July 2, 2022
  • July 2, 2022

Scams target military families around Memorial Day

By on March 11, 2021 0

Through Gitte Laasby with Sentinel magazine

For most people, Remembrance Day is a time to honor those who serve and to commemorate those who died in the war. But it has also become a key opportunity for scammers to target those who serve or have served their nation, especially senior veterans, warns the Wisconsin Better Business Bureau.

Among the scams targeting members of the service and veterans:

  • High prices of military loans: Loan ads that promise a guarantee, immediate approval, or no credit check often contain hidden fees and very high interest rates. “Remember that legitimate lenders will never guarantee a loan before applying, and loans that require an upfront payment are likely a scam,” said the BBB.
  • Veteran’s Allowance Redemption Plans: Offer a cash payment in exchange for future benefits or disability pension payments to a veteran. The amount of cash is only around 30% to 40% of what a veteran is entitled to. Redemption plans can be structured in several different ways, so do research carefully before signing anything, says BBB.
  • Fake Properties for Rent: Stolen photos of legal rental properties are used in ads promising military discounts and other incentives. Service members will need to pay a bank transfer fee for security or key to the property. After all, they won’t get anything, says BBB.
  • Fake jury summons: A scammer calls, claiming to work for the local judicial system, and states that a member of the service has not appeared on the jury and now has an arrest warrant. When the victim says they never got a summons, the caller will ask for a credit card number or social security number to clear up the matter.
  • Misleading car sales: Websites that publish classified ads sometimes offer false discounts to military personnel or claim to come from soldiers who need to sell their vehicle quickly because they have been deployed.
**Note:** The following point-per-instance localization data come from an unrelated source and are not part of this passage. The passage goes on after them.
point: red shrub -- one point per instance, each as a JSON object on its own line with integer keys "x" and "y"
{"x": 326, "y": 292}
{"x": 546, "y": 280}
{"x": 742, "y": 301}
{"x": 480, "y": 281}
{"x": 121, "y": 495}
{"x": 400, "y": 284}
Prepayments will be required by bank transfer otherwise the vehicle will have problems after purchase.
  • Expensive life insurance policies Military members are often the target of aggressive sales offers that offer unnecessary, expensive life insurance policies. Attorneys may make false statements about the benefits this policy offers.

BBB encourages consumers to do their research and obtain as much information as possible about the company or charity before paying. You can check out the company’s BBB business review or charity report.

Don’t give money to anyone you don’t know. Money sent via wire transfer is virtually impossible to trace. Pay with your credit card whenever possible to easily dispute charges.

After implementation, include an “active business alert” in your credit reports. Doing so will minimize the risk of identity theft as creditors and companies cannot issue or grant credit until they have verified their identity.

Military line BBB, the military arm of the Better Business Bureau, offers free resources such as financial information, access to BBB services and fraud alerts, and complaints and dispute resolution to all U.S. military branches.

About Gitte Laasby

Gitte Laasby is a Public Investigator for the Milwaukee Journal Sentinel. He studies government and consumer affairs.